Do not open public issues for security vulnerabilities.

If you discover a security issue, please report it privately:

• Use GitHub Security Advisories to file a private report. This is the preferred channel.
• Or email the maintainer (see composer.json authors for the address).

Please include:

• A description of the issue and the impact you believe it has.
• Steps to reproduce, or a proof-of-concept.
• Affected versions, if you've narrowed it down.
• Any fix you have in mind (optional).

• We aim to acknowledge your report within 72 hours.
• We'll work with you privately on a fix and a coordinated disclosure timeline.
• A patched release will land before the advisory becomes public.
• You'll be credited in the release notes (unless you'd rather stay anonymous).

This package guards an HTTP endpoint while maintenance is active.
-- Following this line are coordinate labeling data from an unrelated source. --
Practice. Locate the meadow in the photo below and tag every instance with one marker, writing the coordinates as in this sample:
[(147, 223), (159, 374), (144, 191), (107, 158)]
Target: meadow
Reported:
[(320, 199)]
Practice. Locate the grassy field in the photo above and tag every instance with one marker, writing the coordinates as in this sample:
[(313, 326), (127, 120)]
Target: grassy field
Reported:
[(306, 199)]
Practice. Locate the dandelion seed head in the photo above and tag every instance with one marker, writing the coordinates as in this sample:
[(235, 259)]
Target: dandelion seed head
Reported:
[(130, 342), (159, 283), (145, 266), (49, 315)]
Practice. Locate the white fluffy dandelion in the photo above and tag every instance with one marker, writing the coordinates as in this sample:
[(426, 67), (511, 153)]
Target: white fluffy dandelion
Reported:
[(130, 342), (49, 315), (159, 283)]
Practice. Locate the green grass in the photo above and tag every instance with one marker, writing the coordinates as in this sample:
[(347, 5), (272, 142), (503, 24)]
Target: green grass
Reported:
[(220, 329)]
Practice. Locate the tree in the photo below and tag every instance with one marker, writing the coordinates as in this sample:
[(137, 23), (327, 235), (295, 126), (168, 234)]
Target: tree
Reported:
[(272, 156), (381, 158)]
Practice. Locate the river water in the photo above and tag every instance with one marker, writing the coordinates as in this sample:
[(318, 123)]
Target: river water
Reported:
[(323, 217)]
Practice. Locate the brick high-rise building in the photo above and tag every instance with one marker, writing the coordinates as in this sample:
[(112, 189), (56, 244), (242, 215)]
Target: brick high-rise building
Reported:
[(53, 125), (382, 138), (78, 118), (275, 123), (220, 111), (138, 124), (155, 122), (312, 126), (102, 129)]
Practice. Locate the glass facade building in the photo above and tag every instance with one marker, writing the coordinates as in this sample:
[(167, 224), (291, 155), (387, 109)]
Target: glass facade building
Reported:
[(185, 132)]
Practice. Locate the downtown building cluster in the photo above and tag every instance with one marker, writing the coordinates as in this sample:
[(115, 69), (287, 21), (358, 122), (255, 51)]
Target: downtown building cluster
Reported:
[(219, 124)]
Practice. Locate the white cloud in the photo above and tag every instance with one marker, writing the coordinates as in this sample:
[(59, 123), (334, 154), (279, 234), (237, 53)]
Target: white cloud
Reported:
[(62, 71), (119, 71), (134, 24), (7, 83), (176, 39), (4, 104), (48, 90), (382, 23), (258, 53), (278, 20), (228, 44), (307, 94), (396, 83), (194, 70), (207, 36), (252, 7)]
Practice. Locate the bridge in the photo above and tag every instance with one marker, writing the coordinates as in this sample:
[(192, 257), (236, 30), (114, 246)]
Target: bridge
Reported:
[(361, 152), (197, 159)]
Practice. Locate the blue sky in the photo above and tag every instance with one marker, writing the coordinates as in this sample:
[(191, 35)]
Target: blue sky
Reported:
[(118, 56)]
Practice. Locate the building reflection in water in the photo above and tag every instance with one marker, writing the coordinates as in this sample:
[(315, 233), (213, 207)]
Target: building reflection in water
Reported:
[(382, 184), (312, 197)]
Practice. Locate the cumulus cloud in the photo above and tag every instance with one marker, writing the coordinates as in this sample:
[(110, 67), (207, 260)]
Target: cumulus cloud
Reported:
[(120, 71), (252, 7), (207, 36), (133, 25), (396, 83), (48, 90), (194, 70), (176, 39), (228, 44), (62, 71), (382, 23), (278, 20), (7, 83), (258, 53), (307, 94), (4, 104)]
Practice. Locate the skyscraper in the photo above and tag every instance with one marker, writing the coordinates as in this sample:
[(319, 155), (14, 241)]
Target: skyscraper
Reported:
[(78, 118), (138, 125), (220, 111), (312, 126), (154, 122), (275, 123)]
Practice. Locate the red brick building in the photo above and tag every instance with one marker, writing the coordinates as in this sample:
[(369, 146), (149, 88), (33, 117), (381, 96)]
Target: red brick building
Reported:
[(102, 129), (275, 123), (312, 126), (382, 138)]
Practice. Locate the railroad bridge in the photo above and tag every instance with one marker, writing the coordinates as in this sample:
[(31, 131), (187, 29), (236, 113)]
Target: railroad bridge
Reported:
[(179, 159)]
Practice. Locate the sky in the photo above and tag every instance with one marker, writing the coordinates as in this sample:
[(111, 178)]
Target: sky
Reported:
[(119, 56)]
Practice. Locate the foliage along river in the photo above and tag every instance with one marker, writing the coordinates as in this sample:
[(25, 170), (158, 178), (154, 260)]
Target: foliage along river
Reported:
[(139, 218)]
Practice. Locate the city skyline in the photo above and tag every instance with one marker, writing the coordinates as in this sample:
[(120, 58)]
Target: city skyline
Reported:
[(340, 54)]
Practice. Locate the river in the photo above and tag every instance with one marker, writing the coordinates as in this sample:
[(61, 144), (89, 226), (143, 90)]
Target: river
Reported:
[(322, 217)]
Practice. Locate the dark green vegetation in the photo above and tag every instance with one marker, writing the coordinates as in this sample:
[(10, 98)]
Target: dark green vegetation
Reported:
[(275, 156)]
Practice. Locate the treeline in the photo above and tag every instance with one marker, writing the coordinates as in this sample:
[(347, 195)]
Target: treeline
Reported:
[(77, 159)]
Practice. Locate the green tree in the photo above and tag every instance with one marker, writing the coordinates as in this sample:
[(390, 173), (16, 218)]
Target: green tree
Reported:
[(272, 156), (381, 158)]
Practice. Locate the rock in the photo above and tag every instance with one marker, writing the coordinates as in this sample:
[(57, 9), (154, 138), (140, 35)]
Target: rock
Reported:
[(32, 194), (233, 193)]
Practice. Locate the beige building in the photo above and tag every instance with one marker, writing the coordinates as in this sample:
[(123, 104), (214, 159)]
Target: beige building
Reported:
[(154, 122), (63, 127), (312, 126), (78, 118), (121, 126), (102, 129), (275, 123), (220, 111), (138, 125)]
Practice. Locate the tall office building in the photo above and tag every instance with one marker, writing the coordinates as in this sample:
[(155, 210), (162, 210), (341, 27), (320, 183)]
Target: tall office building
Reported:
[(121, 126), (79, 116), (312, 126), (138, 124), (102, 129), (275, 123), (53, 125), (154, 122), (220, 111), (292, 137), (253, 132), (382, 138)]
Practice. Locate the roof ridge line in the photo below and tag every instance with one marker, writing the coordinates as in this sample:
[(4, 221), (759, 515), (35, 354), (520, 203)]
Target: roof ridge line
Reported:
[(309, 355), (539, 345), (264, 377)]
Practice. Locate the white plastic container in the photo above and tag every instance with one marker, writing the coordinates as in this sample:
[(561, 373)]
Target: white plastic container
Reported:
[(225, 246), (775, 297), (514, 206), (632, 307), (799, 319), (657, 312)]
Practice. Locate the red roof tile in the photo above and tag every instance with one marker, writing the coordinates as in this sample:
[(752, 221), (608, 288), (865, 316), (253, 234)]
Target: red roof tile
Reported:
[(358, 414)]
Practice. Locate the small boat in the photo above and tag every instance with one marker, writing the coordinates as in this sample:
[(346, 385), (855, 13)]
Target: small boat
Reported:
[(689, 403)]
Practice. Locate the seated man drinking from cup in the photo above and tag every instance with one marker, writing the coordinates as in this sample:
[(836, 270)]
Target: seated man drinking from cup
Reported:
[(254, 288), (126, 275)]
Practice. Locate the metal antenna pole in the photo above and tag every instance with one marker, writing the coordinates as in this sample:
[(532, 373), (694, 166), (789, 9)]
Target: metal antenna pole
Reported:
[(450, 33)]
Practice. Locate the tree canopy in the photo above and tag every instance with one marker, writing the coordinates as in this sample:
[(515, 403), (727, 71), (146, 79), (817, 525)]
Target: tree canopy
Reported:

The threats we explicitly defend against are:

• Timing attacks on bypass-secret comparison (mitigated via hash_equals()).
• Cookie forgery for bypass (mitigated by comparing a 32-byte random cookie_value, not the cookie name).
• CIDR injection in mm:down --ip (validated for shape and prefix range).
• Race conditions when writing maintenance state to disk (mitigated by flock(LOCK_EX)).

We do not defend against attackers who already have access to the server's filesystem, the cache backend, or the application config. If your secret leaks into version control or logs, rotate it.